Vera’s order had come to America from Ireland more than a century ago – their first mission to the new world. Back then there was only a small band of twenty nuns scattered among the poor of the cities, their habit and veil guaranteeing them safety. A mission of mercy. All those unclaimed souls and lost children, all the wickedness of America. ‘Show me the poor,’ their found-ress had said. ‘Show me the poor and I will run to them.’
No running left in them now. The old nun could hardly imagine those early sisters fresh from Dublin, dragging their trunks ashore on the New York dock, the sea still moving in them. Renting rooms in a boarding house in Brooklyn, ministering to the poor Irish and handing out prayer cards and rosary beads to the men lined up to enter the muck and gloom of the new subway tunnel they were building under the harbour. Praying for Europe during the Great War, struggling along with everyone else through the Depression. Soup kitchens and food pantries, meals for shut-ins and vagabonds, prayer meetings and vigils for the sick. The slow spread of the sisters; a house in the South Bronx, then one in Harlem. A small convent and then another.

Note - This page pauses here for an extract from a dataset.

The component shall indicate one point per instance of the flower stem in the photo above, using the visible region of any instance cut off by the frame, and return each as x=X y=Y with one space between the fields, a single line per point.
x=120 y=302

Peak and decline. It would all end here, upstate in the Catskills, their last bast
ion. The old retreat centre two hours north of New York converted hastily into a makeshift nursing home. Vera could never think of these as real mountains. She had grown up in the green shadow of the Derryveagh Mountains, by the edge of a wide lough. Just a sliver of her life spent there under the Atlantic sky. She had not been to Donegal for more than forty years, but here in Narrowsburg it came back to her in odd snatches: the sea cliffs, the dripping fields, a pair of brent geese coasting above the lake, the wind coming up and bringing a sea-smell with it. How she had missed the place in those early American years.
By the time she had joined the order the poor were not so pliable or reverent anymore. The ones who believed had their own storefront churches and charismatic preachers. There was gunfire in the street, a sister was threatened with a knife, another had her veil ripped off by a sneering gang of boys. Cars were torched, windows smashed, walls streaked with spray paint. A nun from another order was attacked when two men broke into her house through a roof shaft that had been left unlocked. They carved forty crosses over her body with a kitchen knife, sordid stigmata. Forty crosses. Hard to imagine. The nun had never recovered. She left the order and went back to her family in France. The word was that the local Italian mafia had ordered the men killed when they heard what had happened. Avenging angels, they must have felt themselves. Not too long after that a man with a drugged glaze to his eyes pushed Vera up against a wall in the stairwell of the Wagner housing projects, his hand at her throat. She had been sure he was going to murder her, had started whispering a Hail Mary. ‘Go home, sister.’ He spat it at her, and she felt the sharp snap of the gold chain with the cross around her neck. She was twenty-two years old.